Сны все же посещали его. Короткие и сумбурные, которых хватало, пока голова опускалась, выключаясь, а тело, прижатое к холодным прутьям, не валилось набок, и он просыпался. Конечно, он видел Бориса, но очень странного — он не мог его таким никогда знать. Боря был маленький, лет, наверное, трех, стоял перед их домом, сзади бревенчатая стена, почерневшая от многих тысяч дождей. Бориска маленький, но вполне узнаваемый. Потом было крохотное тельце птички, птенца малиновки, убитого на берегу теми мотоциклистами, — даже не ими, а грохотом их машин. Еще ему показалось лицо той блондинки в мотоциклетном шлеме — одни глаза, а не лицо. Глаза смотрели не зло, и хотя ее рот был прикрыт выступающей вперед частью шлема, было ясно, что она говорит. Но — что?

5

И сон оказался в руку.
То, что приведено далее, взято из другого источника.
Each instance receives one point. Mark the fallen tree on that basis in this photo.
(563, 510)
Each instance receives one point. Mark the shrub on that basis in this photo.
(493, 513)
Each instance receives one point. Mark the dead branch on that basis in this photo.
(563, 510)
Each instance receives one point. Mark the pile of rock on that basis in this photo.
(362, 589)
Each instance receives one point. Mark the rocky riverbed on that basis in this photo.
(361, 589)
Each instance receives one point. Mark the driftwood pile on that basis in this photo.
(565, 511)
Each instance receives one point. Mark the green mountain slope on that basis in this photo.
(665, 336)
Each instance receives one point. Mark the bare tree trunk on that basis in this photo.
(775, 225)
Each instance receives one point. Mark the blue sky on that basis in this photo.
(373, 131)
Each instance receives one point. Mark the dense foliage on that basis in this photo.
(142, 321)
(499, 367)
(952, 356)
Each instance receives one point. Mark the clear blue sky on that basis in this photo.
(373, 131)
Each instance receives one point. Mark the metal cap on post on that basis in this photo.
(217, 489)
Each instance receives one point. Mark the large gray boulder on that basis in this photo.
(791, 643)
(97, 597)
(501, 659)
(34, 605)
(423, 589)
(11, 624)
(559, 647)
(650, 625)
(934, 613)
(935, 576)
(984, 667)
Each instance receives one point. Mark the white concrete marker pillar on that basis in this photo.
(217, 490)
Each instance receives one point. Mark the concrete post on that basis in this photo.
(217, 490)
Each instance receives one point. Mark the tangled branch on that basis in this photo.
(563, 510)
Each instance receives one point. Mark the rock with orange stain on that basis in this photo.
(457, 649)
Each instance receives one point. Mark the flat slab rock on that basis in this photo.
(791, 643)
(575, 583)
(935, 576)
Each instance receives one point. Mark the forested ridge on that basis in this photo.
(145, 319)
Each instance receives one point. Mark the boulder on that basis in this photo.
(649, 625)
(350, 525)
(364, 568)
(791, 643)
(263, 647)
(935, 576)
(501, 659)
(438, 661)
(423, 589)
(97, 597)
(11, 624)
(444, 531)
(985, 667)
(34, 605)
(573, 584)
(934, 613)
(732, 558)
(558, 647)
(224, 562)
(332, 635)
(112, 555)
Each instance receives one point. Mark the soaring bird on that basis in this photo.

Окончательно проснулись они часов в семь, просили у капитана покурить — но этого в "обезьяннике" не полагалось. В восемь произошла пересменка, капитан ушел, ни с кем, ясное дело, не попрощавшись, — кто они для него? — и забыл, конечно, передать сменщику, тоже капитану, хоть какие-нибудь слова про Глебку. Так ему показалось.
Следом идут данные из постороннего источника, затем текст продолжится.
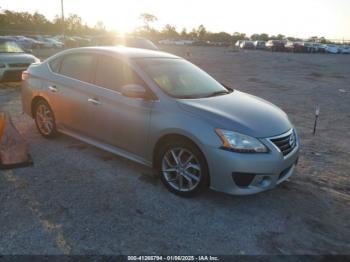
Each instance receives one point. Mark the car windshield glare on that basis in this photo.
(9, 47)
(180, 79)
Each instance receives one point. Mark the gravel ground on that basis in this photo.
(77, 199)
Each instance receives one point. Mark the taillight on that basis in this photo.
(25, 75)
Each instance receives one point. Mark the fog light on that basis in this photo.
(265, 182)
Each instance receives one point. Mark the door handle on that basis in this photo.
(94, 101)
(53, 89)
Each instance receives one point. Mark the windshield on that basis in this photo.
(7, 46)
(181, 79)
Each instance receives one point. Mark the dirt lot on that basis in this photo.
(79, 200)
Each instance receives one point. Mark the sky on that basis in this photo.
(298, 18)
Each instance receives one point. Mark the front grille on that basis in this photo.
(19, 65)
(242, 179)
(285, 143)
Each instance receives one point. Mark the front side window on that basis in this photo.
(9, 47)
(112, 74)
(181, 79)
(77, 66)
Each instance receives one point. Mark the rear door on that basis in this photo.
(118, 120)
(71, 90)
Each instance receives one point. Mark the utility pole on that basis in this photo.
(62, 13)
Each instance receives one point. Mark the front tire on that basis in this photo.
(45, 119)
(183, 168)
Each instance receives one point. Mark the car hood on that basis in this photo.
(17, 58)
(240, 112)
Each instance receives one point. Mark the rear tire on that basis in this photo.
(182, 168)
(45, 119)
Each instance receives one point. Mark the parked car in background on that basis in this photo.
(54, 43)
(247, 45)
(318, 48)
(332, 49)
(275, 45)
(345, 49)
(13, 60)
(295, 47)
(260, 44)
(238, 43)
(164, 112)
(129, 41)
(81, 41)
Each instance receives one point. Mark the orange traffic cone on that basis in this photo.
(13, 148)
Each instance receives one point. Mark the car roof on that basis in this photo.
(128, 52)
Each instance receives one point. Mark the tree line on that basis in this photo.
(26, 23)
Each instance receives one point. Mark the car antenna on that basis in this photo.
(317, 112)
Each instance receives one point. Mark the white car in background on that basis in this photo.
(53, 43)
(333, 49)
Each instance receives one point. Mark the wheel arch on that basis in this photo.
(35, 100)
(171, 137)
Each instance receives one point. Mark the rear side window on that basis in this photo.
(78, 66)
(112, 74)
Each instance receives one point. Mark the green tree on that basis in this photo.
(148, 19)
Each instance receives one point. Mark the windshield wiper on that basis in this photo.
(217, 93)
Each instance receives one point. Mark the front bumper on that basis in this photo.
(244, 174)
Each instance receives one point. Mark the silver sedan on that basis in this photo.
(162, 111)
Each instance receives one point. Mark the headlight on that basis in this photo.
(239, 142)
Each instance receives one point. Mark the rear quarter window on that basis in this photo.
(78, 66)
(55, 64)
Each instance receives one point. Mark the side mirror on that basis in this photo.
(28, 51)
(134, 91)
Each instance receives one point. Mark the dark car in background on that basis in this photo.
(260, 44)
(13, 60)
(275, 45)
(128, 41)
(247, 45)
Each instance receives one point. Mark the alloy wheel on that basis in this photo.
(181, 169)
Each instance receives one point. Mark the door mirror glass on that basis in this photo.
(135, 91)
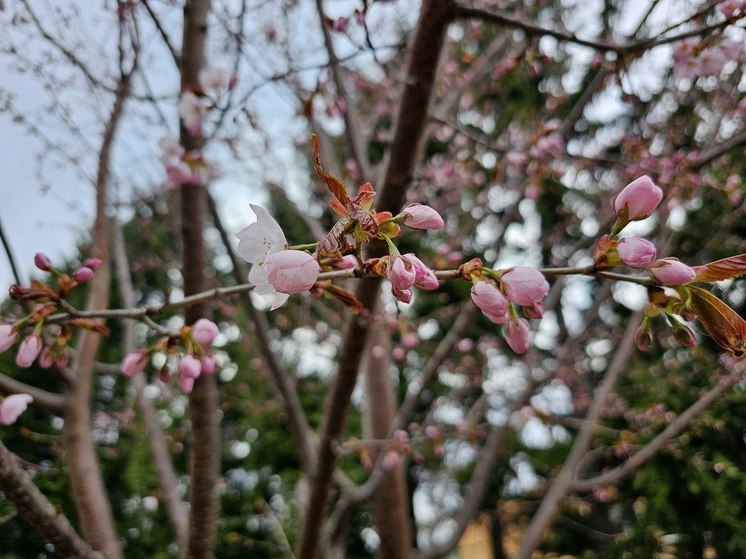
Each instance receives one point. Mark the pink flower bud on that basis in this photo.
(28, 351)
(390, 460)
(92, 263)
(190, 366)
(489, 299)
(638, 199)
(346, 263)
(13, 406)
(46, 359)
(7, 336)
(671, 271)
(643, 337)
(292, 271)
(418, 216)
(517, 335)
(83, 275)
(525, 286)
(424, 277)
(208, 364)
(401, 273)
(134, 363)
(42, 262)
(204, 331)
(636, 252)
(403, 295)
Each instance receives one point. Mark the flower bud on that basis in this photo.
(517, 335)
(190, 366)
(636, 252)
(418, 216)
(208, 364)
(28, 351)
(83, 274)
(525, 286)
(489, 299)
(671, 271)
(134, 363)
(638, 199)
(292, 271)
(401, 273)
(13, 406)
(204, 331)
(7, 336)
(92, 263)
(42, 262)
(644, 336)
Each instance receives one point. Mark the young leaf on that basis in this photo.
(726, 268)
(721, 322)
(335, 185)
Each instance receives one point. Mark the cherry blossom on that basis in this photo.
(524, 285)
(291, 271)
(28, 351)
(638, 199)
(13, 406)
(636, 252)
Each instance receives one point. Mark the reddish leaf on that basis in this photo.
(335, 185)
(727, 268)
(721, 322)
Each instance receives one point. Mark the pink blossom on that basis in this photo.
(209, 364)
(7, 336)
(636, 252)
(346, 263)
(489, 299)
(261, 238)
(524, 285)
(92, 263)
(403, 295)
(28, 351)
(418, 216)
(424, 277)
(83, 274)
(517, 335)
(638, 199)
(134, 363)
(13, 406)
(191, 110)
(190, 366)
(671, 271)
(42, 262)
(401, 273)
(204, 331)
(292, 271)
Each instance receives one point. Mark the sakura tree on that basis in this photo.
(481, 223)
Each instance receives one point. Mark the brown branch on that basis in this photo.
(204, 461)
(47, 401)
(167, 480)
(560, 486)
(636, 47)
(357, 144)
(406, 148)
(280, 378)
(663, 438)
(36, 509)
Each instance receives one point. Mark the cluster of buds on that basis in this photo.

В девять где-то за кулисами дежурки появился следователь. Даже не взглянув на сидящих в "обезьяннике", он через дежурного, на основании коротеньких объяснений, взятых от нарушителей накануне, стал всех по очереди вызывать. А Глебку с его самым простым делом не трогал.

Команда Власа мгновенно раскололась — трое малахольных крикунов вернулись с бегающими глазками, перебирали всякую муть. Только Воронок взорвался, вернувшись. Из двух-трех его реплик стало ясно, что ищут предводителя, чтобы завести на него дело, и что эти трое слабаков хотя и не назвали Власа впрямую, но о том нетрудно догадаться, если следователь не выберет его, Воронка.

— Ищет совершеннолетнего, — подвел он итог. — Чтобы навесить всерьез. Но ведь все мы еще — ни-ни!

— Может, ты, пацан? — спросил вдруг Глебку Влас. Глеб искренне удивился:

— А я-то при чем?

— Ну, мы на тебя покажем, а дальше долго расхлебывать будешь.

Влас усмехался. Шутка ничего себе. Не слабенькая. Глебка помотал головой, отмахиваясь, есть же свидетели, в конце концов, три взрослых брата Горевых, и они встанут, если надо, мощной стенкой, ведь и заявление их имеется.

Позвали его где-то уже к обеду. Вошел в комнату, попробовал подвинуть стул, но оборвал ногти: он был привинчен.

И сразу бросилось в голову: где-то он видел этого следователя. Где? Когда?

Был это не очень уж и молодой парень, точнее-то, конечно, мужик, в штатской, с галстуком, одежде, худощавый, лицо вытянутое, очки в оправе под золото. Пиджачок серовато-голубой, по-летнему тонкий.

Поздоровался, представился, и Глебка сразу все понял: это был тот парнишка, у речки, которого Борик когда-то толкнул с обрыва, куражась, просто так, а оказалось, у него в автокатастрофе погибли родители, и он плакал там один.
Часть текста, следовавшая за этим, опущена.